I don't need high end graphics, just basic stuff like display of images, maybe video, graphs like digital clock and other things. No games or anything like that.
OpenWrt wouldn't give you anything but a 80x25 tty anyways, regardless of the question if you can make the LCD work in the first place.
Thanks.
Yes, I know it works for text only but wondered if it could do basic graphics using the right packages.
The short answer is: no.
The medium answer would be: hell, no!.
The long answer is: it's linux underneath, you can do anything you manage to do - you just have to package around >50 packages and integrate them into the whole OS. If you want to do that, cool - if you have to ask about it, you can't. It's not rocket science (as the major general purpose distributions prove), but it's a heck of a lot of work, shoehorning all that into a system that is not designed with it in mind. It's predominantly a router, not a gaming console.
Of course I had to ask, there's no way of knowing what packages are out there that might have supported something like that. Asking saved me a lot of time so I'll not bother spending more time on this, even if it could be done with a lot of work.
Thanks for your help, much appreciated.
It's much easier making arch/debian/fedora/gentoo/mageia/mandriva/opensuse/ubuntu a router (on supported hardware), than making OpenWrt run firefox or chromium. Making any of the above run on a plastic router, with 16/128 and a braindead vendor bootloader, however…
Making a general purpose distribution on supported hardware a decent router: ~a rainy afternoon, you only lack a nice webinterface and easy configurations.
Making OpenWrt sing and dance: expect to spend your summer holidays, but the bigger problem would be keeping all that stuff maintained (after the initial packaging), updated (suddenly you open a huge attack surface, many high-risk libraries, etc.) and integrated.
Right and that's exactly why I posted, I was not sure if there were already some packages or solutions so now I know. Thanks again.

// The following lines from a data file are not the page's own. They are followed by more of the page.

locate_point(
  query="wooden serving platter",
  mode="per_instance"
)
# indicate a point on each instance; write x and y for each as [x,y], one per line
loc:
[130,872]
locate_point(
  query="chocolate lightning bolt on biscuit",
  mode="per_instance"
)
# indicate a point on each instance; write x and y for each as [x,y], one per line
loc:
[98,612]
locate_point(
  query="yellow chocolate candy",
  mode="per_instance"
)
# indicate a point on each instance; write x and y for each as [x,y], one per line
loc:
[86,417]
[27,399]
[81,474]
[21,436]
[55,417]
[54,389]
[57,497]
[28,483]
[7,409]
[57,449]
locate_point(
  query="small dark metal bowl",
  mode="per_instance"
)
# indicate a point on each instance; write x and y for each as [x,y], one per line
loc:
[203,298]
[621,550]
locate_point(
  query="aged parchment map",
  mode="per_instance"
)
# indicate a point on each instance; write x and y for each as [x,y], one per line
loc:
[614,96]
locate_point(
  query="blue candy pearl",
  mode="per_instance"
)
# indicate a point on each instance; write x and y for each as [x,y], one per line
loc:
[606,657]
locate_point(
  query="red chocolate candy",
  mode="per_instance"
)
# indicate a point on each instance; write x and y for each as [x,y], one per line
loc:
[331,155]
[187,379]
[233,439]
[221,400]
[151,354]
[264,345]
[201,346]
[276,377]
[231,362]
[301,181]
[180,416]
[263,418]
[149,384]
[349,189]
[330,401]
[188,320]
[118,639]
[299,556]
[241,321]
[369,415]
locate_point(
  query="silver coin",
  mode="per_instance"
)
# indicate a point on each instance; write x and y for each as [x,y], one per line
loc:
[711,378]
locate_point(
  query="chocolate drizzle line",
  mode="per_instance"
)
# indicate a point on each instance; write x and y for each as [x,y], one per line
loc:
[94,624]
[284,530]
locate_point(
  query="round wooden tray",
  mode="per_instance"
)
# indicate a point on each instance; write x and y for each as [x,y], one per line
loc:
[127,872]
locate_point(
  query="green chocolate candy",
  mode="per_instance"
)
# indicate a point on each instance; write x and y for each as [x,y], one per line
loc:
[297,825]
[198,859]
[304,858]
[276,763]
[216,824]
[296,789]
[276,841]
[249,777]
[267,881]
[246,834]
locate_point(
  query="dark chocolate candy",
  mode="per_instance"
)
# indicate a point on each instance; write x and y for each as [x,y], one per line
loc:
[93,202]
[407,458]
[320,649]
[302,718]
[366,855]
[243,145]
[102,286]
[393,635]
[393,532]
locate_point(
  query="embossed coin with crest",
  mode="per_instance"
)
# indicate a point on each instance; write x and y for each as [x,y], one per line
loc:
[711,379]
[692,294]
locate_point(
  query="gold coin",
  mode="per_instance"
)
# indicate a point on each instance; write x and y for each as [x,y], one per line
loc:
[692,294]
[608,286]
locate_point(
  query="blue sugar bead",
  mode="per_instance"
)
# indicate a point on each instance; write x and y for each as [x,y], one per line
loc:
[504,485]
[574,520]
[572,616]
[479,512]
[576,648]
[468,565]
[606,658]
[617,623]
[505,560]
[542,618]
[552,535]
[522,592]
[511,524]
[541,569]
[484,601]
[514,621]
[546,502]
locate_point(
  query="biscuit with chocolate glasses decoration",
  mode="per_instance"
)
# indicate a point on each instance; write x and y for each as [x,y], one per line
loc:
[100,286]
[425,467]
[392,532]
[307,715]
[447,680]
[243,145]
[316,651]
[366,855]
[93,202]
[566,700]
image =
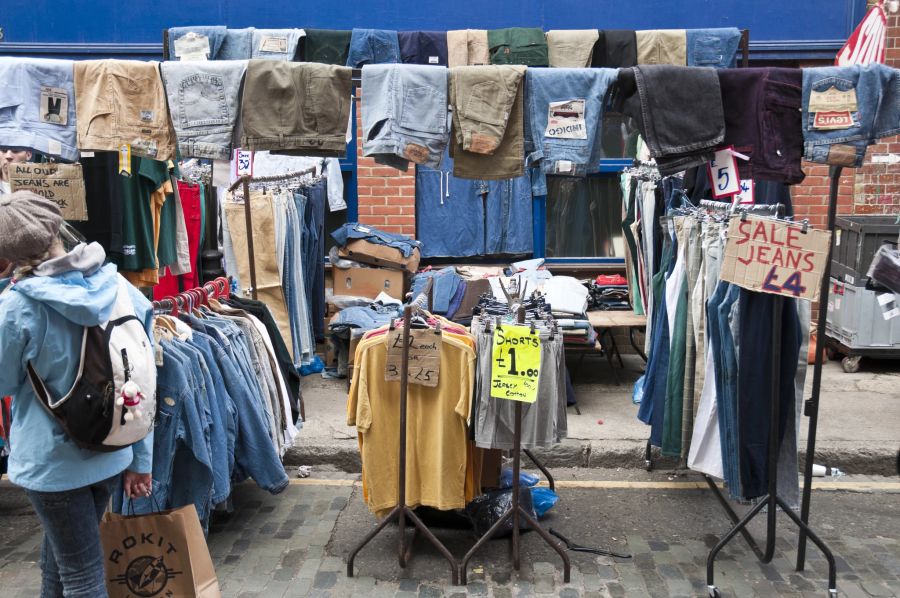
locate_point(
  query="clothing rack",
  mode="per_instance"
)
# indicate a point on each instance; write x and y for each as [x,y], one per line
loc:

There are - and there are not. it's not that simple. What is there, is very limited, extremely targeted to the use-cases of the developers behind it, I wouldn't be all that confident about the support state - and on top of that I don't think you'd get away without a lot of work (additional patches, kernel config changes, mesa changes, etc.) on the bcm27xx target.
It is possible, just not sensible.
I wouldn't even think about it on x86_64 (even on x86_64 all the necessary accelerated graphics stuff is disabled in the kernel, as it's not needed for a router).
Why? As in, what is your use case?
My initial reaction is slap Raspberry Pi OS on it and call it a day.
But maybe there is a nice solution like a kiosk browser for your home assistant. Think Electron controlled via MQTT, so you can easily turn the screen on/off together with lights or presence detection.